# why root my tablet?



## SKumar26 (Jun 30, 2011)

I just want to know what my benefit is to rooting my tablet. I've rooted my phone since the day I got it for custom ROM's and battery performance reasons but with the Transformer what reason do I have to root?

Why should I root my tablet, also I huts bought a Samsung Galaxy Player 5.0, why root that? It's not like I have a phone company stopping me from tethering or anything.


----------



## Asrmatt (Aug 30, 2011)

Aside from putting custom ROM's on your tablet there are a few benefits that I can think of.

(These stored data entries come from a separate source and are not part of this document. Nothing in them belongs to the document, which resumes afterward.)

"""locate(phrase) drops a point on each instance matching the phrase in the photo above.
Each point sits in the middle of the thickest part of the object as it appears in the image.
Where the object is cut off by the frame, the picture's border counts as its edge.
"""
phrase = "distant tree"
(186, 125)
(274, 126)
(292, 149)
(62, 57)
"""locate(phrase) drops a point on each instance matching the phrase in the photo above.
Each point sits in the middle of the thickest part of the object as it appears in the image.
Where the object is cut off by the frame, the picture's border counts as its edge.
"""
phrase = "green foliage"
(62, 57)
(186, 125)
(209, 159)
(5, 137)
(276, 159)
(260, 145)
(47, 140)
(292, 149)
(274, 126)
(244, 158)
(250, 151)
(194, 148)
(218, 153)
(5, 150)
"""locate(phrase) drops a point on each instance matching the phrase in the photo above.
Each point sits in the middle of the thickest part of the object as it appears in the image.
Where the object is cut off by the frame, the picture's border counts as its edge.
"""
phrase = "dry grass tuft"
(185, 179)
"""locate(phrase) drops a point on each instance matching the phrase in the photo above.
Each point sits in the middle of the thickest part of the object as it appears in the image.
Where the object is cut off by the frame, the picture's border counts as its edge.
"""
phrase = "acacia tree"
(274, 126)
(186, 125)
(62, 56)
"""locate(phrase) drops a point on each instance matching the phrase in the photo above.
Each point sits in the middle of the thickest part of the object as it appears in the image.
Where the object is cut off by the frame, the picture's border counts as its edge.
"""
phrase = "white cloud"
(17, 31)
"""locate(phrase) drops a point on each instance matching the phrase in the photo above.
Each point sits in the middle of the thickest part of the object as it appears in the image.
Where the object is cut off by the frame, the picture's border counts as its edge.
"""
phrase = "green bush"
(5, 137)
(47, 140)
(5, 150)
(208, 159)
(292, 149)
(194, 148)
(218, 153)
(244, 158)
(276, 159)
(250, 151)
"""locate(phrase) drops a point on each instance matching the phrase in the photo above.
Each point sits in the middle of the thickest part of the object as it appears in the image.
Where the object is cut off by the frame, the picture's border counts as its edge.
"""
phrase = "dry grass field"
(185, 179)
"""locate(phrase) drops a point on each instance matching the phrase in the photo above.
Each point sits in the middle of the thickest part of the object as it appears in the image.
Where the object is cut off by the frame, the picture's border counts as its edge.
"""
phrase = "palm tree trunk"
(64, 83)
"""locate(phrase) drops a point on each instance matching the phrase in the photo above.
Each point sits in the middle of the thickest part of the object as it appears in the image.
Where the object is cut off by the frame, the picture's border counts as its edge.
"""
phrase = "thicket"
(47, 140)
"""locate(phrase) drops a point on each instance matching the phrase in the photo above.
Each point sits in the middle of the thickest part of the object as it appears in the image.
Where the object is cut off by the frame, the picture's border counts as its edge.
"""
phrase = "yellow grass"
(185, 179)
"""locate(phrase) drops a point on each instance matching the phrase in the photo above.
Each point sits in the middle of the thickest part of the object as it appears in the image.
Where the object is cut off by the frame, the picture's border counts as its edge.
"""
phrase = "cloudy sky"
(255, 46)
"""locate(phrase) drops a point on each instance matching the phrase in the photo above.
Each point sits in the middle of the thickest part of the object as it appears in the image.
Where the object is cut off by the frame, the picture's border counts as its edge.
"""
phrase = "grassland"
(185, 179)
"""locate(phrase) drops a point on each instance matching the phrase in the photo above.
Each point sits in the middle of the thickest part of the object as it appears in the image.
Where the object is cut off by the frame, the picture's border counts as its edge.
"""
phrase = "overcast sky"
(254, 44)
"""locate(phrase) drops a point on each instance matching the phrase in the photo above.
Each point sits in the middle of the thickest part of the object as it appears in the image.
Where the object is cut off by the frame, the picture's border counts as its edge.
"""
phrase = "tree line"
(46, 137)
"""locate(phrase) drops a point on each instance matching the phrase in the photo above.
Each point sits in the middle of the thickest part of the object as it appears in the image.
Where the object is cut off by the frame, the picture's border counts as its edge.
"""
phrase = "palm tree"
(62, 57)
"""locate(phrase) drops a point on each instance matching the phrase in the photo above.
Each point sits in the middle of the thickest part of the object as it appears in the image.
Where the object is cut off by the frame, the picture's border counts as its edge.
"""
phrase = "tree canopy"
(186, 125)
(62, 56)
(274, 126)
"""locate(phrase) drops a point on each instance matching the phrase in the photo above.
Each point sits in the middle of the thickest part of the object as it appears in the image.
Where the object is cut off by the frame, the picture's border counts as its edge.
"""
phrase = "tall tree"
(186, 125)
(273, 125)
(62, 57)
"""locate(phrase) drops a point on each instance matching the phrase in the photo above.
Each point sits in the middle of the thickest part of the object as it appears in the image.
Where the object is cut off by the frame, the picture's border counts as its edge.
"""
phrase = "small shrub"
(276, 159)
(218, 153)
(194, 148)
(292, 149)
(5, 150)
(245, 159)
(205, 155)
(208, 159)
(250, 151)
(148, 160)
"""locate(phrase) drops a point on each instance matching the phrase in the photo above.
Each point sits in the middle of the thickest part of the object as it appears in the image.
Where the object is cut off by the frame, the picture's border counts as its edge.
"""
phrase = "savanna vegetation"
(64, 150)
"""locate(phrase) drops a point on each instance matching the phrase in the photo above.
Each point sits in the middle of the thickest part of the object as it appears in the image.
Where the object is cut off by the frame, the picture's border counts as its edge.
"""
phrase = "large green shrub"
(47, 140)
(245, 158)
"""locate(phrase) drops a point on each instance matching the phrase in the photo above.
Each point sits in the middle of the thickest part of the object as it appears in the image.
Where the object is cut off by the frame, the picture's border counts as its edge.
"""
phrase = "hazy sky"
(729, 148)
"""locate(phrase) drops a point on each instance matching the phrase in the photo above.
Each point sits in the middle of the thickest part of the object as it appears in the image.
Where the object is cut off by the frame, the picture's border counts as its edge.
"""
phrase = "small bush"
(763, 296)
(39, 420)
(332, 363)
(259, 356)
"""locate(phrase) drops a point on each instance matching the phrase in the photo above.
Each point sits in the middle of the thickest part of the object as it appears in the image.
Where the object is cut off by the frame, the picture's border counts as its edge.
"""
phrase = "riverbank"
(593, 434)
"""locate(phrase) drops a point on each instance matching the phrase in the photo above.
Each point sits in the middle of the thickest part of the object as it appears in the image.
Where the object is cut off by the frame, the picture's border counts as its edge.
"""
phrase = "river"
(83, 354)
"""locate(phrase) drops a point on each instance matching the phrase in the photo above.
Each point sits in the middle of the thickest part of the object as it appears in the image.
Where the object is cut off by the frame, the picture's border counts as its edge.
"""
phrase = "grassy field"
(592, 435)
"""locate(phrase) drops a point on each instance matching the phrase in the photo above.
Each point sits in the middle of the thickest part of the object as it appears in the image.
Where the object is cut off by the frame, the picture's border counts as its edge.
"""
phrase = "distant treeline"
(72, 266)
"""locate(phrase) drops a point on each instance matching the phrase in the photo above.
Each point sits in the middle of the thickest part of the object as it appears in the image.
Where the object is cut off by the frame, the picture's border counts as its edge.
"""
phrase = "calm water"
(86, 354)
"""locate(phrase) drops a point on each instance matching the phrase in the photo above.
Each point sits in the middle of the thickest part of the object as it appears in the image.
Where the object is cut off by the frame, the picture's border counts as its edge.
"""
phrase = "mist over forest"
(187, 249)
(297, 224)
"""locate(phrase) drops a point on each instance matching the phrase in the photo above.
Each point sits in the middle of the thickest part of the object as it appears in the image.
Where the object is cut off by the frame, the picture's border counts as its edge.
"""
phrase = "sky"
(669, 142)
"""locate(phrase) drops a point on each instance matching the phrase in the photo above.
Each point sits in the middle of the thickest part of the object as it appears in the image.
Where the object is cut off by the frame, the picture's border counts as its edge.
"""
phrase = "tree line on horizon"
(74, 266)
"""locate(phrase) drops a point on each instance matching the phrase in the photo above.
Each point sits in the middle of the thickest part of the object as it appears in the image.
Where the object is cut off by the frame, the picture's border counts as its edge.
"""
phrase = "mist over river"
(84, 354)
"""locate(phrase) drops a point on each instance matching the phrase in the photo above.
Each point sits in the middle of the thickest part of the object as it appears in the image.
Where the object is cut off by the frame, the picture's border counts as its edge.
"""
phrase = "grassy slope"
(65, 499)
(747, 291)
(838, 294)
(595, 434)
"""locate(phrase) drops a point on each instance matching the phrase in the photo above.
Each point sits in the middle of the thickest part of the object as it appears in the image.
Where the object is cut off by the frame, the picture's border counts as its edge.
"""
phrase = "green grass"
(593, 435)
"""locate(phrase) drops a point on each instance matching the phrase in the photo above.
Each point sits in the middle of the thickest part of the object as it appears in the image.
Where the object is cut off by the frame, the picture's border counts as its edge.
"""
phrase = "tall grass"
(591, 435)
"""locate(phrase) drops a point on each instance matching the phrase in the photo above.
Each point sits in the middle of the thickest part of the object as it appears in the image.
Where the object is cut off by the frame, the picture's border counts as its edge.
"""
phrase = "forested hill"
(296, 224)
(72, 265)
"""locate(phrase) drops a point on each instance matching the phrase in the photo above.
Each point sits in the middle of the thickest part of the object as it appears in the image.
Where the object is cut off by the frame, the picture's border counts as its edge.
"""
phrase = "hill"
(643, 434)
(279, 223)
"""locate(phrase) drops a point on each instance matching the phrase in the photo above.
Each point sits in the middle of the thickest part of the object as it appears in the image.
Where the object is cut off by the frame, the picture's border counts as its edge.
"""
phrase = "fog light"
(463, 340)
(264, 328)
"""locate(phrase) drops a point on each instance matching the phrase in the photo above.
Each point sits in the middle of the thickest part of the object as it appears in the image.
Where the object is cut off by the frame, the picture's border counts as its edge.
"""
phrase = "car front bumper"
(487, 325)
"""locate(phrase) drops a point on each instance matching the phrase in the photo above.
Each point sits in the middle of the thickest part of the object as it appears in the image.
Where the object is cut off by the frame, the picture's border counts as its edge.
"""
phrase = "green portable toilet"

1. The ability to run "root only" programs such as titanium backup, sqlite, etc.
2. Tweeking of the system for better performance. There is a thread on XDA which tells you how to tweek the system and edit the build.prop file to increase performance without flashing a new ROM. I have not seen that tread on Rootzwiki or I would provide a link. I will be applying the changes and testing today if you are interested in the results.

Hopefully this helps and others have more to add!


----------



## AzJazz (Jun 10, 2011)

Another benefit from rooting is that it will allow you to wifi tether to your cell phone, not just wifi routers.

Sent from my Borg implant over VZW LTE.


----------



## Xanius (Jul 25, 2011)

AzJazz said:


> Another benefit from rooting is that it will allow you to wifi tether to your cell phone, not just wifi routers.
> 
> Sent from my Borg implant over VZW LTE.


I tether to my phone without root using barnacle. There is a downside to root, you are unable to use youtube to watch movies because google checks for that kind of thing(it's required by the content developers because the movie studios are asshats).


----------



## Patrick A. (Oct 6, 2011)

Have you tried the app vodoo root keeper?

Sent from my Transformer TF101 using RootzWiki


----------



## kermur (Nov 19, 2011)

Not sure what you are talking about regarding YouTube. I watch YouTube movies on all of my rooted devices. And, is the issue with tethering to a phone related to the phone being in "ad-hoc" mode? On my rooted samsung phone, im able to set the wifi share to "infrastructure" mode- allowing all devices to connect.

Kermur

Sent from my Transformer TF101 using RootzWiki


----------



## Thing O Doom (May 30, 2012)

Yeah, youtube works fine on root. I don't see any drawbacks to root - aside from void of warranty and minor possibility of brick if you aren't careful.
As far as tether, some carriers check if you're tethering without paying by device/browser IDS. (Why would google Chrome be coming off of a GB phone.. etc)


----------



## sergej931 (May 3, 2012)

Asrmatt said:


> 2. Tweeking of the system for better performance. There is a thread on XDA which tells you how to tweek the system and edit the build.prop file to increase performance without flashing a new ROM. I have not seen that tread on Rootzwiki or I would provide a link. I will be applying the changes and testing today if you are interested in the results.


I would be interested in a post.


----------